対してヒューイはありのままの言葉を目の前の、かつて共になろうとしたゴールデンレトリバーの少年に悪気ない事実を笑顔で告げる。
悪意がない、むしろ番いが見つかったから祝福してほしいという意図があるのだろう、それを分かった上で柴犬の父は振ったのだ。
我ながら悪辣だと思いながら、ヒュペルは絶望するカイルに淡々と事実だと告げ、すぐにここから去ってくれと暗に告げる。

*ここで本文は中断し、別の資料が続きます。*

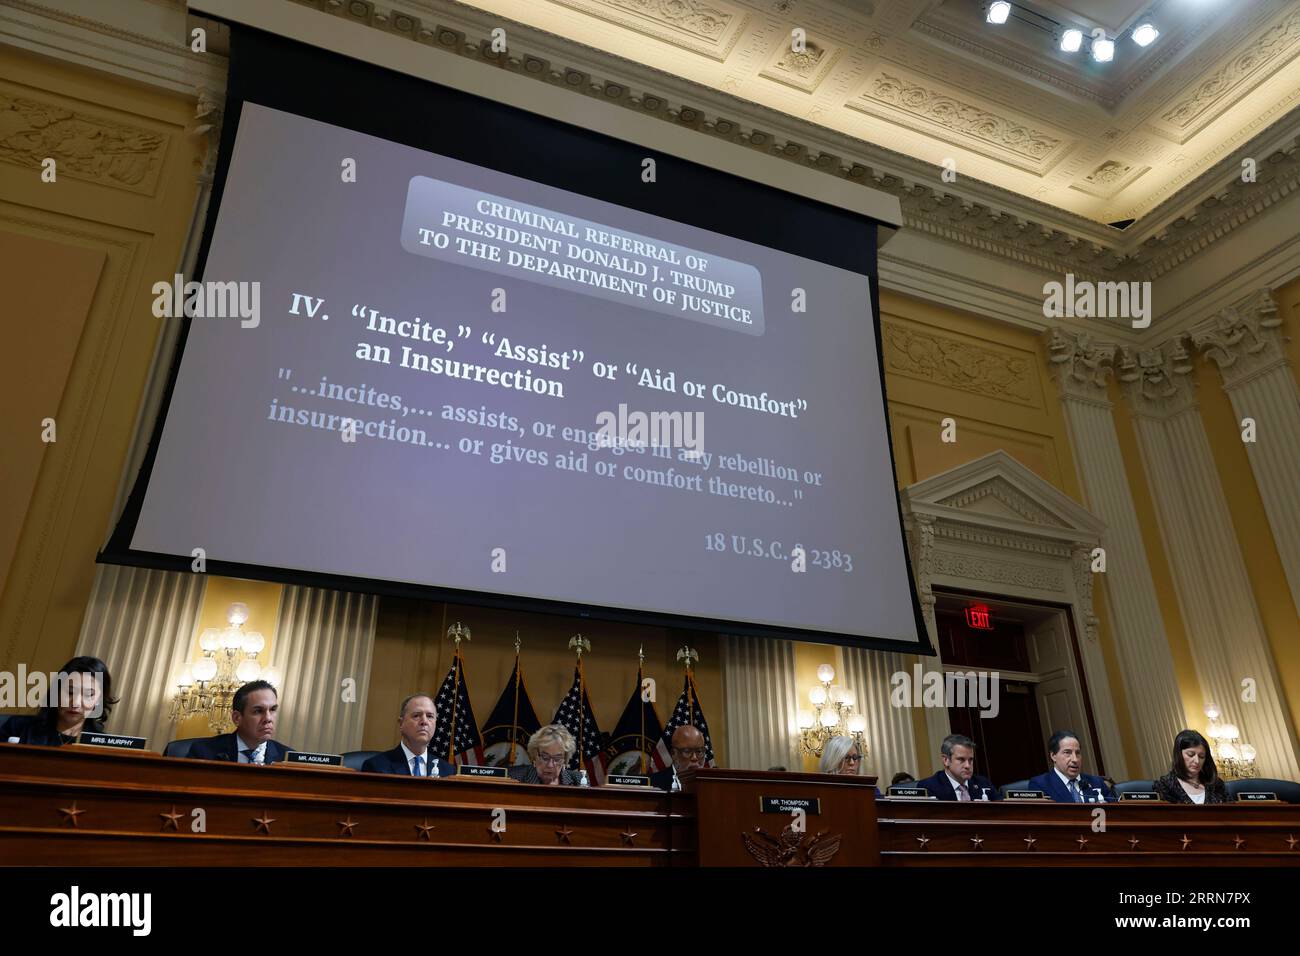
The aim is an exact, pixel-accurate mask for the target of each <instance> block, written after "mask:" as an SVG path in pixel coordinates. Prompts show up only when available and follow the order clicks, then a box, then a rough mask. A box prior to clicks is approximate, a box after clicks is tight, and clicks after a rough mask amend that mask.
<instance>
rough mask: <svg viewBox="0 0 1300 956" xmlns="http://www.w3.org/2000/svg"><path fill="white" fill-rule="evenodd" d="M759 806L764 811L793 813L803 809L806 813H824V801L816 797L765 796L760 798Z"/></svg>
mask: <svg viewBox="0 0 1300 956" xmlns="http://www.w3.org/2000/svg"><path fill="white" fill-rule="evenodd" d="M758 801H759V808H761V809H762V812H763V813H785V814H789V813H793V812H794V810H803V812H805V813H815V814H820V813H822V801H820V800H819V799H816V797H764V796H761V797H759V799H758Z"/></svg>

当然納得するはずもない少年が喚き散らしたところで、静観していた爺様の罵声が上がり、それをきっかけとして男たちがカイルを取り押さえて村の外へと連行していった。
「……全く、次から次へと問題が出てくるのぉ」
「そうですね、よりにもよって今日とは災難でした」
「申し訳ございません! 愚息がご迷惑を……!」
「チェスター、気にしないでくれ」
「お前が関与していないことなど分かっておる。 村のことならワシが全て把握しておるからな。 ただ、それで今回の件を不問にしてはわだかまりを生んでしまう。 すまぬが、しばらく自宅から出ぬようにせよ。 食事などは都合する故、数日は耐えてくれ」
「……寛大なお心遣い、感謝いたします」
「ゼンブル、チェスターの代役を選任せよ。 人選はお前に任せる」
「分かりました。 シグ、しばらく頼む」
「承知しました」
騒ぐ声が遠ざかったところで、爺様は心底疲れ切ったように息を吐くと、緊張から解放されたヒュペルが遠い目をしている。
騒動の原因を生み出した子の父は地面に頭をつけんばかりに下げて謝罪するが、そもそも問題を生み出した人間ではないので二人は断罪する気など元からなかった。

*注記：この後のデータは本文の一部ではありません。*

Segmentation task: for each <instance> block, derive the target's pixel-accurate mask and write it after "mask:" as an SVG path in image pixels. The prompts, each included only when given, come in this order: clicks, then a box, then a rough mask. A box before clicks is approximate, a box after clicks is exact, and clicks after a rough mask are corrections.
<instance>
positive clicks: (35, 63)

だがそれでは解決にはならないとして、チェスター本人も罰という名の謹慎が言い渡される。
粛々と受け入れたことで、狩猟をする人間が減ったものの、ゼンブルは気にした様子もなく代理としてメンバーの一人であるシグと呼ばれた熊人を選んだ。
「父さん、カイルはどうなるの?」
「安心しろ、私が丁寧に葬ってやる」
「やめろ」
「……何もせん。 森の外まで送るだけじゃ、悪いがヒュペル、付き合ってもらうぞ」
「分かりました。 ヒューイ、ここはいいからもう帰っていいぞ」
「でも、まだ片付けが……」
「ダイチが色々あって体調崩してな、家にいるはずだから介抱してやってくれ」
「ーーっ! うん、分かった」
「あとで食事を届けるから、待っていてくれ」
騒動の遠因ともいえるヒューイはヒュペルに呼ばれるまで主張することもなく、そしてカイルの処遇について尋ねてもその顔に心配の色はない。
そもそも彼の中ではカイルが酷いことをされるはずないだろうと信じ切っているのだが、片親のドーベルマンは眼光鋭く命の末路へと誘うつもりでいた。

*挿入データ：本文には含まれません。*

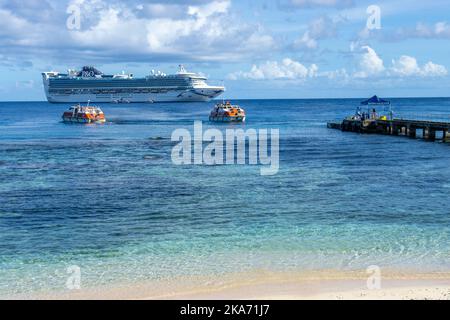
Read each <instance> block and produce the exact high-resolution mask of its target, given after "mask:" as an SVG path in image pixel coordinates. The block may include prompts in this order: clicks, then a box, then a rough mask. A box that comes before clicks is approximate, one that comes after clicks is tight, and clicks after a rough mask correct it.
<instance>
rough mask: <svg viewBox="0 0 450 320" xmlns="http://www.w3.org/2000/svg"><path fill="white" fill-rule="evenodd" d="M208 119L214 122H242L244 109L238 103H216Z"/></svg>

それを柴犬父がピシャリと止めたところで、爺様が監視という見送りも兼ねて森へ出かけようとするのにヒュペルは同行する。
その前に伝えておくべきことを伝えると、ここに来て驚いたように表情を顔に出してヒューイは駆け出していった。
やれやれと思う保護者たちの一方で、ここにいない義理の息子が体調不良と聞き自分も行くとばかり暴れるゼンブルを、熊人のシグが羽交い締めにして仕事の後始末へ向かっていく。
これでこの問題は解決した、そう思われたが事態はより悪い方向へ動き出していることをまだ誰も気づいていなかった。